Chapter 11.

2.5K 76 2
                                    

Sawyer

8 and a half months pregnant.

To say my family is overwhelming is an understatement. I can't find a single moment to breathe, no matter how hard I try. My room? interrupted by my brothers, the living room? my Papà, anywhere else? guards, house caretakers and goddamn chefs.

I just need one single moment of peace, that is all i'm fucking asking for and to make things worse, my pregnancy has come to the term where I am uncomfortable 24/7.

I carefully sit down on the toilet for the millionth time today and curse this little boy growing inside me for pressing on my bladder as much as he is. "Sawyer!" I hear someone yell for me, again.

I groan and quickly finish what i'm doing before heading back to my room.

It took a couple weeks but they eventually warmed up to the idea that I wasn't leaving again but in reality as soon as I get the chance, I am out of here. But they don't need to know that, all they need to see and hear is the dutiful, little princess they think they raised.
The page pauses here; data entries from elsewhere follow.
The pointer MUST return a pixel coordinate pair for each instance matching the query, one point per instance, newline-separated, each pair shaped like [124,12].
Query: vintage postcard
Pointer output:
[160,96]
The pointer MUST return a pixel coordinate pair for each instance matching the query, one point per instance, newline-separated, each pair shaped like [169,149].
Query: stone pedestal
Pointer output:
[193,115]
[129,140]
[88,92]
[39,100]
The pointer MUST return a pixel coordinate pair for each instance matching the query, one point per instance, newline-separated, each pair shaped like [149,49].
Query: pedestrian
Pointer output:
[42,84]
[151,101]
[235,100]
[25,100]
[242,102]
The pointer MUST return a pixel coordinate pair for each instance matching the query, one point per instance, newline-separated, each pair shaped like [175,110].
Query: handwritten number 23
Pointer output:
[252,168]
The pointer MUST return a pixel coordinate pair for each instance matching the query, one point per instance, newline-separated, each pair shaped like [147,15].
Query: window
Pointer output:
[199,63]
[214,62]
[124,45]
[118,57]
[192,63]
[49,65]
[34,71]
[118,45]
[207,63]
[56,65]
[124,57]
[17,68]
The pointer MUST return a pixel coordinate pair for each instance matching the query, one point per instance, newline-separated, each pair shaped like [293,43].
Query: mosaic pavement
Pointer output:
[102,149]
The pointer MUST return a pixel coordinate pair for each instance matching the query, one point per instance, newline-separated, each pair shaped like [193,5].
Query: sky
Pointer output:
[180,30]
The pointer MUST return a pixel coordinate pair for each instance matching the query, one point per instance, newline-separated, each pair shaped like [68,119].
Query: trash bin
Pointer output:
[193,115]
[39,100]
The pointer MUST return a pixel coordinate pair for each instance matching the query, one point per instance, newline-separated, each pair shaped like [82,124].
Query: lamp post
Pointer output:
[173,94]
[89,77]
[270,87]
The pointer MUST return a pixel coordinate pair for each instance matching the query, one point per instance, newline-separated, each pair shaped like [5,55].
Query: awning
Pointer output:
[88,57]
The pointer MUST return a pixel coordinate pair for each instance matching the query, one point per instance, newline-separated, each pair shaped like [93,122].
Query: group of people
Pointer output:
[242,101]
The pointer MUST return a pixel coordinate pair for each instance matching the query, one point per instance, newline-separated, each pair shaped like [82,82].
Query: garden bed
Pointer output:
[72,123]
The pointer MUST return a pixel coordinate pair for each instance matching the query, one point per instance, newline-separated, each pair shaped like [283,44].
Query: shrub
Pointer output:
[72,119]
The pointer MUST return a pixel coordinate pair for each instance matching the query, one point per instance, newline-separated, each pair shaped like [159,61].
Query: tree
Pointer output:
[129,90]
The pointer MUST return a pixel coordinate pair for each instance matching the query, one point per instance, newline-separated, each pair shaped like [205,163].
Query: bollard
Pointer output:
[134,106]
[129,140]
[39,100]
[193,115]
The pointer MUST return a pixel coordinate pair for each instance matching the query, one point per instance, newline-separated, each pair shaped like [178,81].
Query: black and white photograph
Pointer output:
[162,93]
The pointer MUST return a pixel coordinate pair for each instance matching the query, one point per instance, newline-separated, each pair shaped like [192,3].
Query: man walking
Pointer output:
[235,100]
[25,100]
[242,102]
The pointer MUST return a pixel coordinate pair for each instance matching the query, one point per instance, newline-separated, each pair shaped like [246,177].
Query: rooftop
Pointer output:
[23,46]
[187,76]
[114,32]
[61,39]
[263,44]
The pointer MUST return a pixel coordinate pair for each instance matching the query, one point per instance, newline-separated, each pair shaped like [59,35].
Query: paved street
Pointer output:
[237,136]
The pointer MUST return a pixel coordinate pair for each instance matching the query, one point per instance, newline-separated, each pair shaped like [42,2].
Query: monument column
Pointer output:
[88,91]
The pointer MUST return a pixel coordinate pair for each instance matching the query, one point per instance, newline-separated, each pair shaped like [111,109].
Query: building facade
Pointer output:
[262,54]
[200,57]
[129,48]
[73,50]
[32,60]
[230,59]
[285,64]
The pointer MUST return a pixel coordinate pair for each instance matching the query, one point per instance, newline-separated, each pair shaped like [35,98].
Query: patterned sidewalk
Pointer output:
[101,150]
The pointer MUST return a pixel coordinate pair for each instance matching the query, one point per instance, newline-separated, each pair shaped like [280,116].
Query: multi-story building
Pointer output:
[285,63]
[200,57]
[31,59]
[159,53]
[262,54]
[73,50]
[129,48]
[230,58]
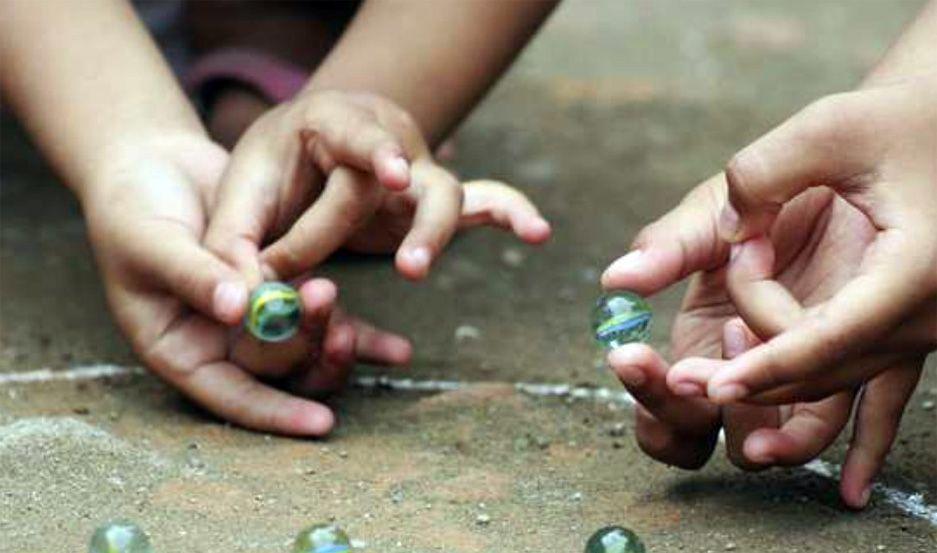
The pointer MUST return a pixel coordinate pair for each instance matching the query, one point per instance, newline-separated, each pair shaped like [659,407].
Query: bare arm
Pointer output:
[88,82]
[434,59]
[913,53]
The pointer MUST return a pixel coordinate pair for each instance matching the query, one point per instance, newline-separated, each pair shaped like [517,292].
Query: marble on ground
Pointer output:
[615,111]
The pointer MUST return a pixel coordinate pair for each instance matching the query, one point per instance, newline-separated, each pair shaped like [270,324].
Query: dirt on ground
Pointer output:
[615,112]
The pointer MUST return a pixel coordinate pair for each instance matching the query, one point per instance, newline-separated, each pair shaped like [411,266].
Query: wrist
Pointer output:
[189,152]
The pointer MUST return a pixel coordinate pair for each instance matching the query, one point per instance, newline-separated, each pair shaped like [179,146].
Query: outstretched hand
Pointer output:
[329,170]
[819,240]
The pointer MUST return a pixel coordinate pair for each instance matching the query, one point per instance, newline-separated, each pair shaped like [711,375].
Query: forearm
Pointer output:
[88,82]
[434,59]
[915,52]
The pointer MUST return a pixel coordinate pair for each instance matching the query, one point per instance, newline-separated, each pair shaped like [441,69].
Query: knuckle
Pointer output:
[655,444]
[832,121]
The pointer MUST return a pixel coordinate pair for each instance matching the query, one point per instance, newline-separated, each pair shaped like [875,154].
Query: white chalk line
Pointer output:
[911,504]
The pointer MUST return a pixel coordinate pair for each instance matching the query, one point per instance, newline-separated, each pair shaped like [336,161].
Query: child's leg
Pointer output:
[298,35]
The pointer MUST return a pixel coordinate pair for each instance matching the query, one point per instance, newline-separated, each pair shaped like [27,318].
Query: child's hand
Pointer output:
[876,149]
[174,299]
[676,424]
[305,174]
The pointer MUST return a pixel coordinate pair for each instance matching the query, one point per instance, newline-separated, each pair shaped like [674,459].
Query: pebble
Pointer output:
[617,430]
[467,332]
[512,257]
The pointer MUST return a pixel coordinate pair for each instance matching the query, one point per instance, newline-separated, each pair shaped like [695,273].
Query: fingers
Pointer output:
[810,430]
[670,429]
[678,244]
[360,142]
[189,353]
[826,144]
[277,360]
[496,204]
[860,315]
[227,391]
[765,304]
[434,222]
[192,273]
[365,133]
[348,200]
[330,371]
[879,412]
[740,421]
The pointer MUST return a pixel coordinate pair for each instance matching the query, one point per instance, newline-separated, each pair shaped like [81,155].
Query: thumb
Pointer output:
[675,246]
[184,267]
[826,144]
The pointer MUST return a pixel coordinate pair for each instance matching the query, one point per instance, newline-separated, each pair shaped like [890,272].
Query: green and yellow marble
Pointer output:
[621,318]
[322,538]
[274,312]
[614,539]
[120,536]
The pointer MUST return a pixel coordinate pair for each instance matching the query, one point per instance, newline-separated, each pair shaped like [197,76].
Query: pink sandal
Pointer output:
[274,79]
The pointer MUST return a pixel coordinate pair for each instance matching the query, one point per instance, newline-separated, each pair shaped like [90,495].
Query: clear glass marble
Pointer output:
[120,536]
[274,312]
[322,538]
[621,318]
[614,539]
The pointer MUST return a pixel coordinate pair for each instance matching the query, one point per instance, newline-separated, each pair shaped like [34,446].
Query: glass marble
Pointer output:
[621,318]
[322,538]
[274,312]
[614,539]
[120,536]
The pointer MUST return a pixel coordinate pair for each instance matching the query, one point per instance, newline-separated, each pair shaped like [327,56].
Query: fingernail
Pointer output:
[734,251]
[229,300]
[729,223]
[399,167]
[419,257]
[629,263]
[735,341]
[540,227]
[728,393]
[687,389]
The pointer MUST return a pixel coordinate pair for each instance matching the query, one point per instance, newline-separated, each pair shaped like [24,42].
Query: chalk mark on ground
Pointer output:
[911,504]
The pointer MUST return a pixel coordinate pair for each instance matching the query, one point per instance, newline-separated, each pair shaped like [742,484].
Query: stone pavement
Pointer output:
[615,111]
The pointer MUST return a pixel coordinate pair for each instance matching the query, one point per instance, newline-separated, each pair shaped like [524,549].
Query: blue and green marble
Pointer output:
[120,536]
[621,318]
[322,538]
[614,539]
[274,312]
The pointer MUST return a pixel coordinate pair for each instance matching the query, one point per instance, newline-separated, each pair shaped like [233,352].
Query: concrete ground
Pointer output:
[616,110]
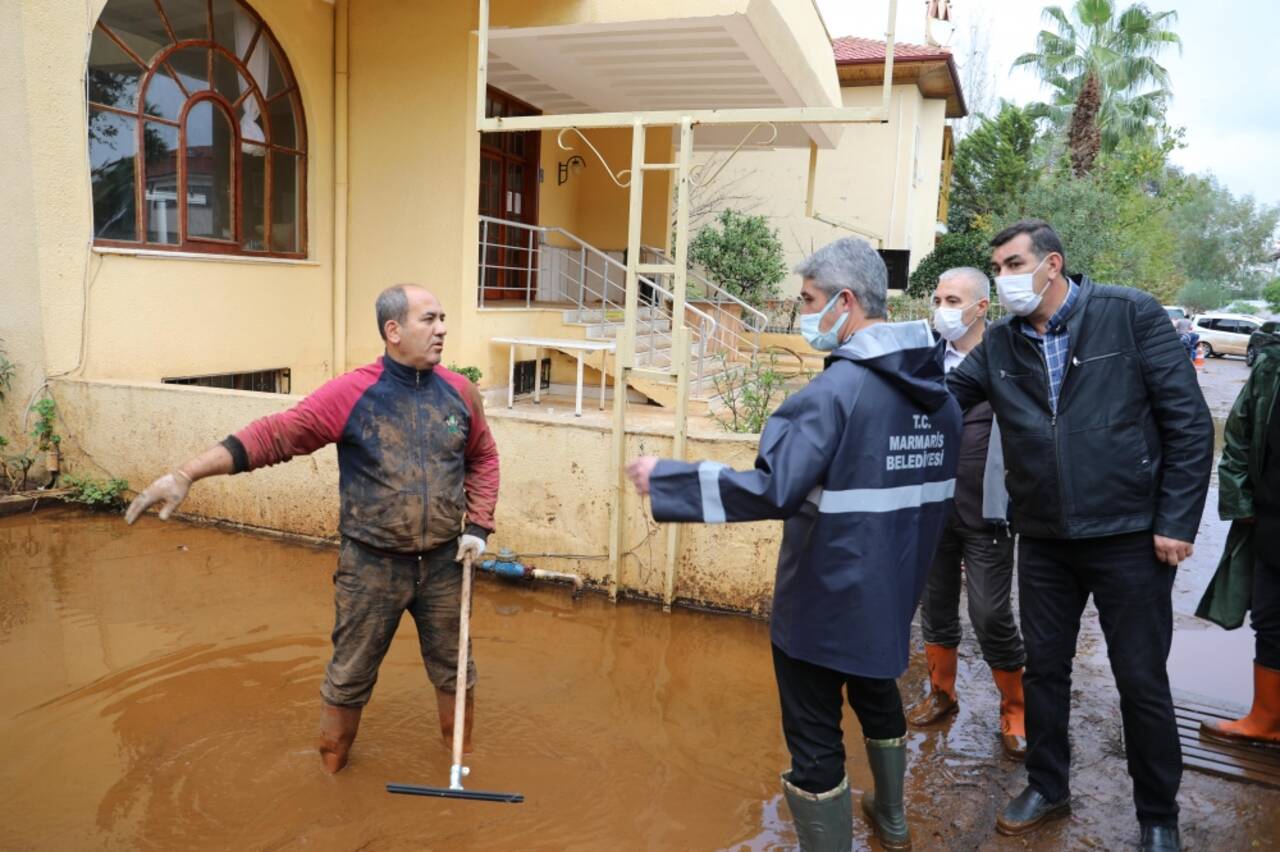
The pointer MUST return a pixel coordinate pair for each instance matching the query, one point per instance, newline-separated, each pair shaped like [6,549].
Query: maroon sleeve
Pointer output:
[314,422]
[481,456]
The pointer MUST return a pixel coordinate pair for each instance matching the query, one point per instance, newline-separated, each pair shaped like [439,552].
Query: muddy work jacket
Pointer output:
[860,465]
[415,456]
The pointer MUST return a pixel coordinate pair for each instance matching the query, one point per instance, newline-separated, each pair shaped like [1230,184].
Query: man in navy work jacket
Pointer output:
[1107,448]
[860,465]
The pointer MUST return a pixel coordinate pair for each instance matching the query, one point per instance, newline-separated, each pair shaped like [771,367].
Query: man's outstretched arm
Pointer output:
[172,488]
[314,422]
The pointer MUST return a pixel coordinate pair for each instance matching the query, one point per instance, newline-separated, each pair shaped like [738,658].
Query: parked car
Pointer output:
[1225,333]
[1251,355]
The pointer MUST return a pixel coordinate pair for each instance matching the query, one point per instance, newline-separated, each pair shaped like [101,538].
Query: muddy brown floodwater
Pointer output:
[160,691]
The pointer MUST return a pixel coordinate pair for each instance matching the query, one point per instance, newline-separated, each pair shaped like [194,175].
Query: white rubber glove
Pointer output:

"yes?" I ask as I enter the room. My Papà smiles at me from my bed and softly ushers me forward with a movement of his hand. I head over to him and he pulls me down onto the bed beside him, "your mother would like to see you and I think its about time." he kisses my forehead.

"okay" I whisper trying not to sound too enthusiastic and more nervous about the topic.

"lets go." he whispers and leads me to their bedroom and my hands shake as I open and head in.

"mama?" I call out and the next thing I know a body softly collides with mine. Soft hands cup my cheeks an my mother cries as she holds me in her arms. "hi mommy" I cry alongside her and let my body fall into her while she strokes my hair. Only in this moment, I finally realize that this whole time the only thing I truly longed for in this household was her.

"oh honey," she caresses my hair. "my baby." she kisses my forehead and that only sends me into a spiral of more emotions.

----------------------------------

For the next couple of weeks I spend as much time as I can with my mama. Papà finally let us spend time outside of the room together and by doing so we've come up with ways to defy them in every way possible. We cook, watch tv, gossip and she even tells me all about motherhood, what she specifically went through with my brothers and I.

"so what did Papà end up doing?" I ask as she finishes explaining a story about Luca locking my brothers and I in a closet as a way of 'babysitting.'

"oh you know," she laughs, "the old 'im disappointed' conversation, the taking away of electronics and giving chores. He and I always agreed hitting was never allowed, especially since your Papà grew up in such a household, he didn't want to bestow that on you guys."

"wait.... Mama, Papà was hit?" tears spring to my eyes, I can't help it, maybe there are a few reasons he is the way he is.

"oh honey." she brings me into her arms and rubs a gentle hand against my back. "your Papà went through many things as a young child that no one should go through, its no excuse for his actions and he's okay now, but we need to lead him a bit further down the correct path, yes?"

I nod against her and think of ways where everyone can be happy. Because that's all I've ever wanted and I'm sure it's all they have ever wanted as well.